A breve vedo uno scenario in cui io, eroe della militanza inquieta, sarò allontanata dal lavoro perché brutta sporca cattiva scomoda fino a questo punto arrivano le epopee autocelebrative nei sogni ad occhi aperti, quelli in cui ti viene riconosciuto qualcosa, sul lavoro, almeno lo sporco, se non il cattivo.
Invece a breve vedo se alzo gli occhi al cielo dei cagnotti passeggiare indisturbati sul soffitto, maledetti. Mi metto a piangere per un nonnulla, se poi questo nonnulla è invertebrato e produce mosche blu aficionadas dell’ammerda, e se è solo la quarta volta che metti a soqquadro tutto, consumi candeggine, butti paste e farine, ecco se poi.
Invece vorrei lavorare correggere, appena prendi in mano le versioni ecco che la grandine, il vento, la prima neve, un black out di quattro ore, e buonanotte.

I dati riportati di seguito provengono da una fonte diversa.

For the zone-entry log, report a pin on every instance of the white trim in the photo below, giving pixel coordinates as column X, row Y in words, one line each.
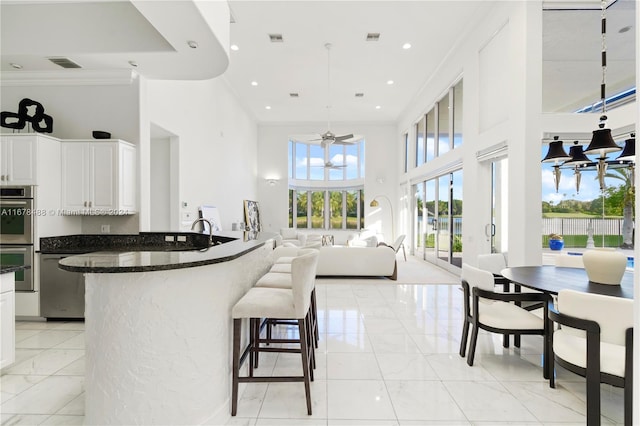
column 440, row 171
column 68, row 78
column 499, row 150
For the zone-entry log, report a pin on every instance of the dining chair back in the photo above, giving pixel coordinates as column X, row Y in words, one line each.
column 596, row 342
column 497, row 312
column 398, row 243
column 569, row 261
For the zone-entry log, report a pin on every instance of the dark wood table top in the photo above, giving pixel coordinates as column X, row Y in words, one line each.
column 551, row 279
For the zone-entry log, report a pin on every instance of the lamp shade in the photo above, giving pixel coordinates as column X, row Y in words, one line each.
column 629, row 151
column 577, row 156
column 556, row 153
column 602, row 143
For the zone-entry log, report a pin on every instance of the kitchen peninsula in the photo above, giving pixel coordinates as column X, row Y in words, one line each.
column 158, row 329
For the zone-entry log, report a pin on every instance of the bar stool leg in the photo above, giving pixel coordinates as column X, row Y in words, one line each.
column 237, row 326
column 314, row 309
column 304, row 349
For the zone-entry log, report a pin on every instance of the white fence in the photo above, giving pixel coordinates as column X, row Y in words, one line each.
column 575, row 226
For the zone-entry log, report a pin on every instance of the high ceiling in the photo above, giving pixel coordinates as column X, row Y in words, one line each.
column 107, row 35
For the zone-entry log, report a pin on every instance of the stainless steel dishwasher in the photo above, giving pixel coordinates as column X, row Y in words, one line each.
column 61, row 292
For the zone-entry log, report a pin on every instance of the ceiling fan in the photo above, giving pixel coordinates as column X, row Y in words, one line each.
column 328, row 137
column 330, row 165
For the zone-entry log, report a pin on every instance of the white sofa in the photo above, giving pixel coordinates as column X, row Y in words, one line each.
column 292, row 236
column 350, row 261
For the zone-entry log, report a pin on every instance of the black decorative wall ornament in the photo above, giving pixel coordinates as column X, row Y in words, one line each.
column 40, row 122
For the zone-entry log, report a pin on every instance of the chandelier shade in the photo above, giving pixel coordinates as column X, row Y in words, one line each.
column 556, row 153
column 602, row 143
column 577, row 156
column 629, row 151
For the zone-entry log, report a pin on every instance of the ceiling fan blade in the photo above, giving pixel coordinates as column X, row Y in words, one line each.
column 312, row 137
column 343, row 137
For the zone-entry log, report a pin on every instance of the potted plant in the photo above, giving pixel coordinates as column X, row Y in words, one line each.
column 556, row 242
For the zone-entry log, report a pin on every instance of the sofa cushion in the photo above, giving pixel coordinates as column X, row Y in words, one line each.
column 356, row 261
column 289, row 233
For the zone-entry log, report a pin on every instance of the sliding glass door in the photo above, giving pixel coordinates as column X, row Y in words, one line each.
column 438, row 225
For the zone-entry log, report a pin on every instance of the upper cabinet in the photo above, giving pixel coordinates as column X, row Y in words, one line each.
column 18, row 155
column 99, row 177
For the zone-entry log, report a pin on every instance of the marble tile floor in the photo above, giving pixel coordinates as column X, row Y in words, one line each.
column 388, row 355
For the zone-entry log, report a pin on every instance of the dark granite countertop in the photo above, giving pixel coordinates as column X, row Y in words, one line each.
column 144, row 241
column 5, row 269
column 137, row 258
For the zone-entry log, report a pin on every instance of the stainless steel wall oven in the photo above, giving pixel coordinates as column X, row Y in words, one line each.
column 16, row 232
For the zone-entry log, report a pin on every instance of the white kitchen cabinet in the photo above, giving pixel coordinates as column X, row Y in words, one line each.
column 7, row 319
column 98, row 177
column 18, row 159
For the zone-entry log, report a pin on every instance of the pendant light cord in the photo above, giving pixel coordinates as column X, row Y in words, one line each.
column 328, row 46
column 603, row 85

Così poi glielo dici agli alunni come si finanziano le reti di scuole, quanto prende un bidello per non lavorare dalle 11 alle 13, stracci le fotocopie errate fatte “per cortesia”, prende come te, vediamo quanti giorni ci mettono a pulire, ma poi di peggio glielo dici perchè loro la lim non l’avranno e ancora quando ventodi(sup)ponente te lo chiede perché a ravenna c’hanno il mac. Glielo dici che se voti lega e anche certe destre non puoi avere il pubblico dell’emilia romagna. E glielo dici, di peggio, quanto ti senti brutta sporca e cattiva. E che ne hai piene le palle di non poter lavorare come vorresti. A breve vedo uno scenario in cui prima o poi me lo fanno un richiamo, la dirigenza, o al limite qualche famiglia blasonata dal sole delle alpi. Il giorno dopo di grandine, vento, ontani abbattuti, black out, esce sempre il sole delle alpi.
Intanto li vedo, ragazzi scrivete i compiti sul diario, li scrivo qui alla lavagna, che scemi siamo. Guardali questi, come li capisco.
Che se continuo a pubblicare cose di questo tipo prima o poi la sporca brutta e cattiva la identificano come niente. Portatemi le arance.